Peygamberimizin istediği salâvat, kendisiyle birlikte Ehl-i Beyt’ine de salât ve selamdır.
Eksik salavatının mucidi Muaviye’dir.
Salâvatın eksik söylenmemesi hakkında bir uyarıyı da Şii kaynaklarından aktaralım:
Salâvat konusunda Hüccetülislam Seyyid Haşim Medeni’nin yazdığı es-Salatu’l-Butra kitabında şu ifadelere yer veriyor:
Ehlisünnet kitaplarında da salâvatta Ehl-i Beyt zikredilmiştir. Peki, salâvattan âl kelimesi nasıl çıkarıldı ve Ehlisünnet arasında rayiç olan salâvatta âl kelimesinin yerini “ve sellem” kelimesi nasıl aldı?

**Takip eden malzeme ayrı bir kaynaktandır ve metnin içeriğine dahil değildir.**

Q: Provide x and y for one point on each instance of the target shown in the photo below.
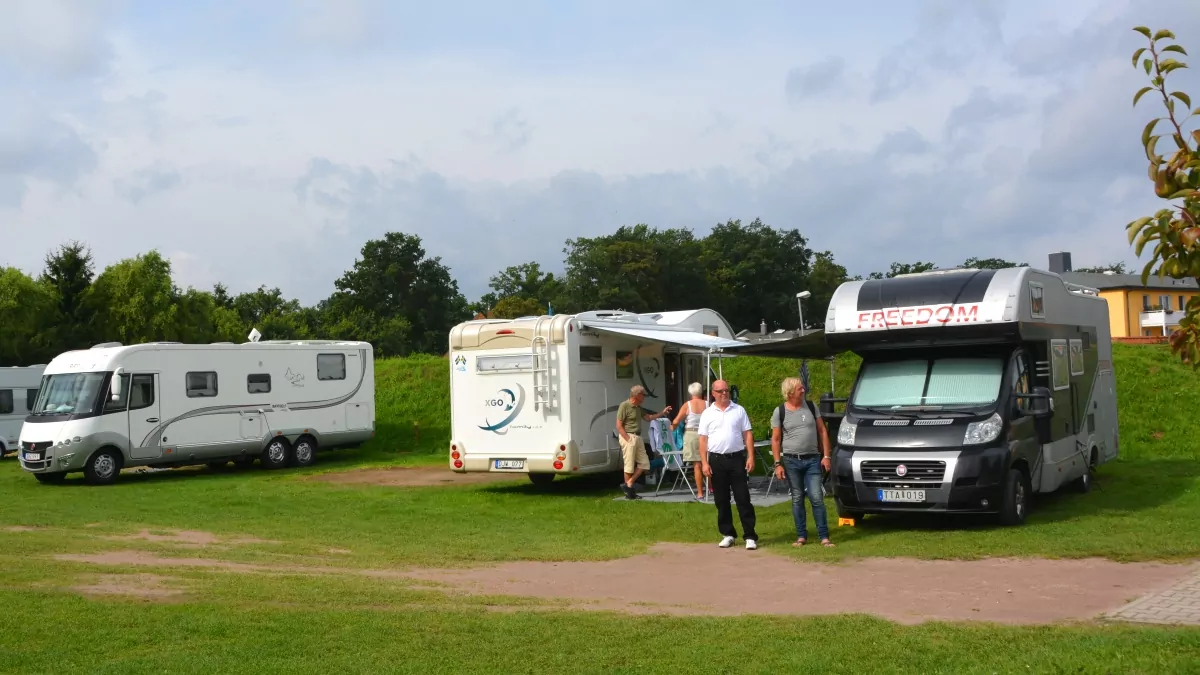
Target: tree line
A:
(403, 300)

Hz. Peygamber’in Ehl-i Beyt’ine düşmanlık besleyenler âl kelimesinin gerekliği konusunda tartışmaya giremeyince kelimenin muhtevasını tartışmaya başladılar. Kelimenin On İki İmamı işaret ettiğine inanan Şia’nın aksine Haşimoğullarına, Akiloğullarına, Abbasoğullarına hatta Abbasî halifelerine delalet ettiğini öne sürdüler.
Hatta kimileri kelimenin anlamını daha da genişleterek ümmet anlamına geldiğini, yani Hz. Peygamber’e tabi olan herkesi kapsadığını iddia ettiler.
Aslında bu konudaki tasarruflar Muâviye zamanında ve ondan sonra Abdullah b. Zübeyr zamanında başladı. Bir yıldan fazla bir süre Müminlerin Emiri Ali (a.s) ile savaşan Muaviye’nin salâvatta Âl’i (Hz. Peygamber’in Ehl-i Beyt’ini) zikretmeye kesinlikle hazır değildi.
Bu yüzden de Ahzap suresinin 56’ıncı ayetinde geçen “teslimen” kelimesinin manasını tahrif etti. Muâviye, Müslümanların çoğunluğu gibi ayette geçen bu sözcüğü “teslim olmak” şeklinde anlamlandırmadı; ona göre sözcük selam vermek anlamına geliyordu. Cümleye “ve sellem” kelimesini ekleyip “âl” kelimesini çıkararak bu bidatin mucidi oldu.
Bu bidat başlangıçta salâvatın iki şekle dönüşmesine sebep oldu: Masum İmamlar (a.s) ve takipçileri salâvatta “âl” kelimesini zikrediyorlardı, Muaviye’nin hilafetine tabi olan Müslümanlar ise “ve sellem” kelimesini kullandılar.”
Muaviye’den bu tarafa bu bidat Müslümanlar arasında hiç de dikkate alınmadan devam etmektedir. Esas olan (s.a.a.) “Salllahu aleyhi ve âlihi”
Bu konuya temas etmek ve araştırma yapmakta maksadımız salavatta dahi Ehl-i Beyt düşmanlığının izlerini görmeyi sağlamaktır.